Were you too bullish or bearish in 2023? It is always challenging to predict the future, especially in the complex world of financial markets. Well, it is that time of the year again. Investors are taking out their crystal balls to set up their portfolios for 2024, but many are wary after the unexpected turn of events that materialized over the past year.
Damn it! Some of Wall Street’s most famous analysts got it wrong in 2023. I have no doubt that they are all remarkable people. They will probably get it right this year. Nobody knows me although I was bullish on the risk assets last year resulting in positive outcomes.

The convergence of major global elections that account for almost half of the world’s population in 2024 adds an additional layer of complexity to the investment landscape. Geopolitical tensions and policy changes resulting from these elections can significantly impact financial markets and investor sentiment in the coming months.
Guess what? The only thing that can be said with high certainty about the year ahead is that the markets will be different from 2023. Rising rate cut expectations have rippled through the capital markets, weighing on yields and the dollar, while boosting the attractiveness of risk-assets. The boat is starting to load heavily to one side. I’m bullish although it will not be as easy as it was in 2023.

Instead of making many predictions, the plan here is to monitor the fundamentals, sentiment, and price action to manage exposure actively. Navigating 2024 will require maximum focus, flexibility, and adaptability. Enjoy the fun ride.
With social media all around us, investors get so many opinions and so quickly. In the short term, emotion trumps everything else. Beware of extreme predictions, whether overly optimistic or pessimistic which often carry a high level of uncertainty and risk.

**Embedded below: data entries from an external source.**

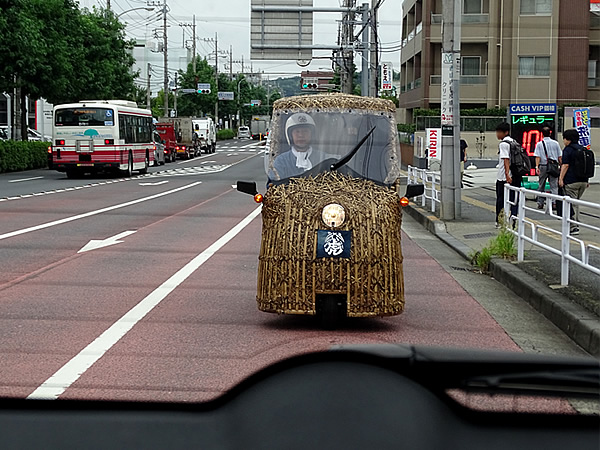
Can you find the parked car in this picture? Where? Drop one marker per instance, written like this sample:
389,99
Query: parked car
160,152
244,132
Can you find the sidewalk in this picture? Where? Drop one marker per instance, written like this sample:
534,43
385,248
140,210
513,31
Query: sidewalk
576,308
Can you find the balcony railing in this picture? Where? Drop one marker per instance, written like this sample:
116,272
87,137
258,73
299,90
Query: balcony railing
593,82
464,79
436,19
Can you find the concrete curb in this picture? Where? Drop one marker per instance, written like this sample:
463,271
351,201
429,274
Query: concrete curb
578,323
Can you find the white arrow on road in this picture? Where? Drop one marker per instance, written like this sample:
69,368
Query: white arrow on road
153,184
99,243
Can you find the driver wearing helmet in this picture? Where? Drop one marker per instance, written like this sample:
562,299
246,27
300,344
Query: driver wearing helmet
300,132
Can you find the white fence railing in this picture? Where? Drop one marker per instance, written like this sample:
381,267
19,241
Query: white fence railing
431,181
524,223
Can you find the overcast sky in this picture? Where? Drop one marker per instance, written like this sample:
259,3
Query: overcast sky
231,20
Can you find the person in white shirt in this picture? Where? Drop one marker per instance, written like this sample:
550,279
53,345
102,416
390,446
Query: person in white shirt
546,148
504,174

One thing I learned from my decades of experience in global financial markets is that rational investors should never over-react to anything. For those who are always obsessed with the US dollar, it is not going to “collapse” this year.
People generally don’t want to own assets that haven’t done well, and everyone wants to own assets that have done really well. This desire often causes trends that are already going strong to get a little extra boost – performance chasing. This happens even though both the bull and bear arguments are well understood.
Let me also share with you a story about a bank run in Hong Kong in the early 1980s. It was caused by a long line in front of a pastry shop that just so happened to be right next to a bank. People assumed the line was for depositors taking their money out of the bank, word spread and soon the bank run was on for no other reason than the herd mentality.
Oops! Before I hit the “panic” button, my apologies for the attention-grabbing title of this post.